Daphné Ouimet-Juteau, quant à elle, étudie les diverses filiations à l’œuvre dans Chocolat amer de Laura Esquivel. La mère symbolique et la mère réelle s’entrechoquent dans ce roman-feuilleton, où le réalisme magique transforme le talent culinaire de la narratrice – art dit «mineur» – en un réel pouvoir de transformation. Tantôt sensuel, tantôt dangereux, l’art culinaire incarne une voie d’émancipation pour elle; un chemin de traverse vers la mère symbolique, soit une mère nourricière et artistique, mais surtout aimante. La mère réelle, de son côté, violente le corps et la psyché de sa benjamine, s’assure de la soumettre à la loi patriarcale. Par une lecture très proche du texte étudié, voire qui s’y moule, Ouimet-Juteau dessine avec précision les contours des différentes figures maternelles présentes dans Chocolat amer, figures qui convoquent chacune un imaginaire différent.

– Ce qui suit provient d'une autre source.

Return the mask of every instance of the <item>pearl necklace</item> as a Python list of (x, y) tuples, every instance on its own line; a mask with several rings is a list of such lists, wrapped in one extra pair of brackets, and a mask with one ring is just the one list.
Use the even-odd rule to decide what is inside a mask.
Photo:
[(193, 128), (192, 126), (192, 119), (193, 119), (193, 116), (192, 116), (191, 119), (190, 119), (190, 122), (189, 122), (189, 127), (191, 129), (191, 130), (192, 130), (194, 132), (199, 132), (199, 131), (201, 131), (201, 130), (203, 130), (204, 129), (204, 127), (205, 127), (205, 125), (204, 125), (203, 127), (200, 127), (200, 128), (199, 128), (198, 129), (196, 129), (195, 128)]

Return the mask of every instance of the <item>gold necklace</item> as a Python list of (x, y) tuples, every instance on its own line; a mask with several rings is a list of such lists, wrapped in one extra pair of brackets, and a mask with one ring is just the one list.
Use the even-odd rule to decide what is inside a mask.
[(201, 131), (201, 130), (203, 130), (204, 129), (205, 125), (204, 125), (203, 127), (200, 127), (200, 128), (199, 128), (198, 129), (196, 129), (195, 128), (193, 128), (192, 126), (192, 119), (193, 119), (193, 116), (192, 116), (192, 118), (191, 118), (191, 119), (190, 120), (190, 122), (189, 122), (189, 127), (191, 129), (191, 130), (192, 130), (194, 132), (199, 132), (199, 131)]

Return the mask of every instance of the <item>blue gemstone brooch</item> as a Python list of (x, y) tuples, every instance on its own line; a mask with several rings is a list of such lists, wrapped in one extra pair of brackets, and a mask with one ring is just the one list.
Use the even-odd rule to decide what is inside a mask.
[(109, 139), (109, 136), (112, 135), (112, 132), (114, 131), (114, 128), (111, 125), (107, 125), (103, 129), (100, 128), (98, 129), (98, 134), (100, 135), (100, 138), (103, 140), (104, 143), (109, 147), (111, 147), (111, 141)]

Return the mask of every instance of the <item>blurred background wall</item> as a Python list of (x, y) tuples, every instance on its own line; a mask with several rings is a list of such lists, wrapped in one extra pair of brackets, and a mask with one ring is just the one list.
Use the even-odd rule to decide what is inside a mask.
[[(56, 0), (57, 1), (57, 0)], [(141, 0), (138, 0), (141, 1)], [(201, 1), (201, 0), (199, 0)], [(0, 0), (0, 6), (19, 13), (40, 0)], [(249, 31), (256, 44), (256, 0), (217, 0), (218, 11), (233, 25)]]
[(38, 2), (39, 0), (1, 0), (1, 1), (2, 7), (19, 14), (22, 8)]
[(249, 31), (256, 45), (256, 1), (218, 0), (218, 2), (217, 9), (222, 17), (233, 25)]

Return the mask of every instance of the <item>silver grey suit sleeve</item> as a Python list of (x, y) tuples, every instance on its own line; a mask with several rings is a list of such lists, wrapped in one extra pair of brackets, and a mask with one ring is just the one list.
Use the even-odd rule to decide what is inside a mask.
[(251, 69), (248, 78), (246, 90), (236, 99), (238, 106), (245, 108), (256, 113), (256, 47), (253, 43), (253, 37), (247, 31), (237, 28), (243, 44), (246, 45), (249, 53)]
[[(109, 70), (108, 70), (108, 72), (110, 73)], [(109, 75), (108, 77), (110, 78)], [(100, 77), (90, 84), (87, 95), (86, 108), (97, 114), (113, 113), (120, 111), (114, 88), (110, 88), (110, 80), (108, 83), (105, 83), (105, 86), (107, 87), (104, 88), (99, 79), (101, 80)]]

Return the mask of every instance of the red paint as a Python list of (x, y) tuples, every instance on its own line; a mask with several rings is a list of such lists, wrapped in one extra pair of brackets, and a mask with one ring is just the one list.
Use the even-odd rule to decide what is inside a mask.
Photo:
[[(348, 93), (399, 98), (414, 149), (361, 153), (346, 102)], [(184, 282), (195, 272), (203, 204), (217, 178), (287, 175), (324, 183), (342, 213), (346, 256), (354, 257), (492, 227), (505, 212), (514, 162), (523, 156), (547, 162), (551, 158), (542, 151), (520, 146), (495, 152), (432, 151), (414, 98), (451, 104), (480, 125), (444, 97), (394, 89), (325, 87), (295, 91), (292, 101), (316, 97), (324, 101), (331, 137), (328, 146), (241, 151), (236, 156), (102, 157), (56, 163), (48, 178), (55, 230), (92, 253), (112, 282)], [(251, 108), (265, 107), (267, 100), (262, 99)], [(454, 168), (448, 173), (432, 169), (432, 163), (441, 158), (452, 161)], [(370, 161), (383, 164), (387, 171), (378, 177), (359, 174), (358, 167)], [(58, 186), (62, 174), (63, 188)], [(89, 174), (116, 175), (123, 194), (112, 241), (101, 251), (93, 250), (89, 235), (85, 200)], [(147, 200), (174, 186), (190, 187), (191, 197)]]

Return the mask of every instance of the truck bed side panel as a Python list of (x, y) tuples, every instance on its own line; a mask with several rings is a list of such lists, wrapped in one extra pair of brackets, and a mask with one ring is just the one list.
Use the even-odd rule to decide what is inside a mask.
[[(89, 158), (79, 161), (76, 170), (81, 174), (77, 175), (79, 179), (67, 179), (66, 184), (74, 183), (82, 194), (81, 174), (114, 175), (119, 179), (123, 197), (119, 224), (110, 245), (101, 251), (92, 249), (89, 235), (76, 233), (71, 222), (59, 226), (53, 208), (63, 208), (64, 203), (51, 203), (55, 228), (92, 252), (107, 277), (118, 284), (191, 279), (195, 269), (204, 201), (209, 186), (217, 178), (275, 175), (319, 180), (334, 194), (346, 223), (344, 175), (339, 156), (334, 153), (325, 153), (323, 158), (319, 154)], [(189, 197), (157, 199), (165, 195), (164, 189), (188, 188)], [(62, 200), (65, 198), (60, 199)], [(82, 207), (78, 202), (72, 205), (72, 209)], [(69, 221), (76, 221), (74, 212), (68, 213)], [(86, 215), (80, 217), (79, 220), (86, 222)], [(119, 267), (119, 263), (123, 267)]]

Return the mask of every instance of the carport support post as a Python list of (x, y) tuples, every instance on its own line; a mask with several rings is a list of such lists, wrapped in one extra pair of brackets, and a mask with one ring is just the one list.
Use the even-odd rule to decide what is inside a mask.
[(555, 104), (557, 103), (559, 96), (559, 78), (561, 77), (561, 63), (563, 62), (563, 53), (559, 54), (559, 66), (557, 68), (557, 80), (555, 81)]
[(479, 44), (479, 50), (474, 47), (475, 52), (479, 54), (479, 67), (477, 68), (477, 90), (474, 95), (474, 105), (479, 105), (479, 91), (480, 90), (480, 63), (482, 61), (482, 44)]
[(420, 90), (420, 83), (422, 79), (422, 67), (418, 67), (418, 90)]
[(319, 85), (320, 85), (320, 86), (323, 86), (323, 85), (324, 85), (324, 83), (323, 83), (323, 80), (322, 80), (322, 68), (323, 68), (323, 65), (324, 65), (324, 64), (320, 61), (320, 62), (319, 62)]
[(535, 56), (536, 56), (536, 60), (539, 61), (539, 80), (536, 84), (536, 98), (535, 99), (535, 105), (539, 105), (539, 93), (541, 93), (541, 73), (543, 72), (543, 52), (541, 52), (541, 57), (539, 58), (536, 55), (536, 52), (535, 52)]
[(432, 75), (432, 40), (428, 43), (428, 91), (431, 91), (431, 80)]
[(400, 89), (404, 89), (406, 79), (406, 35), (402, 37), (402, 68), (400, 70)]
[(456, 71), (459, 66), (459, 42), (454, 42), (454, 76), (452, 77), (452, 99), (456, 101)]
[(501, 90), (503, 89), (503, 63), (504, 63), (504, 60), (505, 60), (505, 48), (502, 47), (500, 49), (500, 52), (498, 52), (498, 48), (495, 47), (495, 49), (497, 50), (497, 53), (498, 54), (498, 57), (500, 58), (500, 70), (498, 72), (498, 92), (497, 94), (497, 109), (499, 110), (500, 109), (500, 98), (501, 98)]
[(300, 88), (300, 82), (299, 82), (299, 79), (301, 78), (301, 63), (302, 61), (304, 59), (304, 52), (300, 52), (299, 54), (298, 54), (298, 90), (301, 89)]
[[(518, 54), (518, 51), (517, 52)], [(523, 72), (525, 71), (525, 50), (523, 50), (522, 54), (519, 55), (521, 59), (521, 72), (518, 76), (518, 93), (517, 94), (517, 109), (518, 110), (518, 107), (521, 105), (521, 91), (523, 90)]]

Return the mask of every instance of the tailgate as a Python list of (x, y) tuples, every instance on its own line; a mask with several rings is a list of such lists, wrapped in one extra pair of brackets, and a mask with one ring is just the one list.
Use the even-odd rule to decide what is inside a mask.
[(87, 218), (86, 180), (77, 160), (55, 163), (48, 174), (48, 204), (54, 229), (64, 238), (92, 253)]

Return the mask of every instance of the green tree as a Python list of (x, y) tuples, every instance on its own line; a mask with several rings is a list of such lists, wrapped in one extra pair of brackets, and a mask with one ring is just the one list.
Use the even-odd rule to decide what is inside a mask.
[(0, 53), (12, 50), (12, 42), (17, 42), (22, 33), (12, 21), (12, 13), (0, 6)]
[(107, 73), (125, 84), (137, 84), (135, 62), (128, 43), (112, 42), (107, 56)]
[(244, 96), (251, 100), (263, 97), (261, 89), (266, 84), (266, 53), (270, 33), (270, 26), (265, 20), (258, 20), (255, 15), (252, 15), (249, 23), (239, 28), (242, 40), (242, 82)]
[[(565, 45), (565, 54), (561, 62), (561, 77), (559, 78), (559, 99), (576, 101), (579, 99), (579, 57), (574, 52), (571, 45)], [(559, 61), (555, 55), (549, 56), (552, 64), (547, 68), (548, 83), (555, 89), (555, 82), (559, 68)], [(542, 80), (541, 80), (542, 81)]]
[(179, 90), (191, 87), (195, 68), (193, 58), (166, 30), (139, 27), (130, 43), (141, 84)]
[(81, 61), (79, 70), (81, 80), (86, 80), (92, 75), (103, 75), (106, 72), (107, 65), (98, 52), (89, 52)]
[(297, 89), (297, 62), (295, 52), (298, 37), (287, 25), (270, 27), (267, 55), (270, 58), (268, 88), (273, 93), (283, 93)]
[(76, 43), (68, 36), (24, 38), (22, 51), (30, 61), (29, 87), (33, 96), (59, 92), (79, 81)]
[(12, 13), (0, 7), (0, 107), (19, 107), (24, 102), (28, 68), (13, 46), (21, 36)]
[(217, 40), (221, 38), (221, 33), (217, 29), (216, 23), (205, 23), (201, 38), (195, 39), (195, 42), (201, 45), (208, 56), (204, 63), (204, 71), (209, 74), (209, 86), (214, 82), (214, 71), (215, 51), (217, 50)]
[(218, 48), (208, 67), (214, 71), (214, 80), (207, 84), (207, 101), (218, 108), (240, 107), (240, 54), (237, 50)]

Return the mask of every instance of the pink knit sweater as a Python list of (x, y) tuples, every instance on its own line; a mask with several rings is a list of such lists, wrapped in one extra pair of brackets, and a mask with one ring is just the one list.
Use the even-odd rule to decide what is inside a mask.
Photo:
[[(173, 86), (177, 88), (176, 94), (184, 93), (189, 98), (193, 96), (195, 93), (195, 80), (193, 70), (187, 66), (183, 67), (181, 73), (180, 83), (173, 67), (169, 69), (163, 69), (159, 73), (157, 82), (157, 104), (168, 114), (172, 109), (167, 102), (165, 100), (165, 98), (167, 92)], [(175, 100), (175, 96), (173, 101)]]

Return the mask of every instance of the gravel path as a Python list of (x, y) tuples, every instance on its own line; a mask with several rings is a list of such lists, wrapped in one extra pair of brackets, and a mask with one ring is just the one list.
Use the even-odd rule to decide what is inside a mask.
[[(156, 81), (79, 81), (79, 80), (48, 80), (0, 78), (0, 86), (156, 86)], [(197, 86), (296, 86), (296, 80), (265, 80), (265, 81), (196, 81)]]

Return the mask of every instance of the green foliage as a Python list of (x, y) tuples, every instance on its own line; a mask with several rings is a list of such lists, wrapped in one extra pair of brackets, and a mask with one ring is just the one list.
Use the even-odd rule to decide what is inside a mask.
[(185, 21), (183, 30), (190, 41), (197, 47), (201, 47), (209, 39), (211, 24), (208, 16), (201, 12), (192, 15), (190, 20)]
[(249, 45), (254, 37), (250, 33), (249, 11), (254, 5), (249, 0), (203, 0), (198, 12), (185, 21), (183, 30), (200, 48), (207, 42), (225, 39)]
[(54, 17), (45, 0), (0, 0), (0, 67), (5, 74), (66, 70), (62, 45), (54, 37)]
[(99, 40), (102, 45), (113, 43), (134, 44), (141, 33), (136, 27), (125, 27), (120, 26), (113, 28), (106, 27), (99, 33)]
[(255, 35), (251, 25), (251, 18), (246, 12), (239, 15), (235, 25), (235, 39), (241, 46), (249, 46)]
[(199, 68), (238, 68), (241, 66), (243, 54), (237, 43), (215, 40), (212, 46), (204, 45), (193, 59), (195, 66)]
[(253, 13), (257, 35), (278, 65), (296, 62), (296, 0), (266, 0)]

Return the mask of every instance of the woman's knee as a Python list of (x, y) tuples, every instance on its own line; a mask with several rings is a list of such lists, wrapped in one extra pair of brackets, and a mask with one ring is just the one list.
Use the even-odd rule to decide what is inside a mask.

En s’appuyant sur les réflexions de Françoise Couchard – nombreux sont les textes qui la citent –, Sarah Hammoun aborde avec lucidité l’emprise maternelle dans le roman Crève, maman! de Mô Singh. Est investi cet impératif, celui de tuer la mère pour qu’advienne chez la fille une identité propre, qui ne soit plus souillée par la filiation. Alors que la mère s’éteint, la fille cherche réparation non pas par la réconciliation, mais par une condamnation sans compromis. La narratrice libère une parole tordue par la souffrance, par ce «mal de mère» qui lui serre la gorge et force un bégaiement ou un cri. Par l’entremise de la lecture d’Hammoun, nous rencontrons une narratrice qui écrit les traumatismes, l’excès, la colère qui se passent et se rejouent de mère en fille. La voix démuselée de la fille, qui attaque et accuse, reconduit cependant la violence même qu’elle dénonce: une violence qui s’origine dans le discours social et qui préexiste aux individus qu’elle marque. Ce paradoxe est au cœur de l’analyse.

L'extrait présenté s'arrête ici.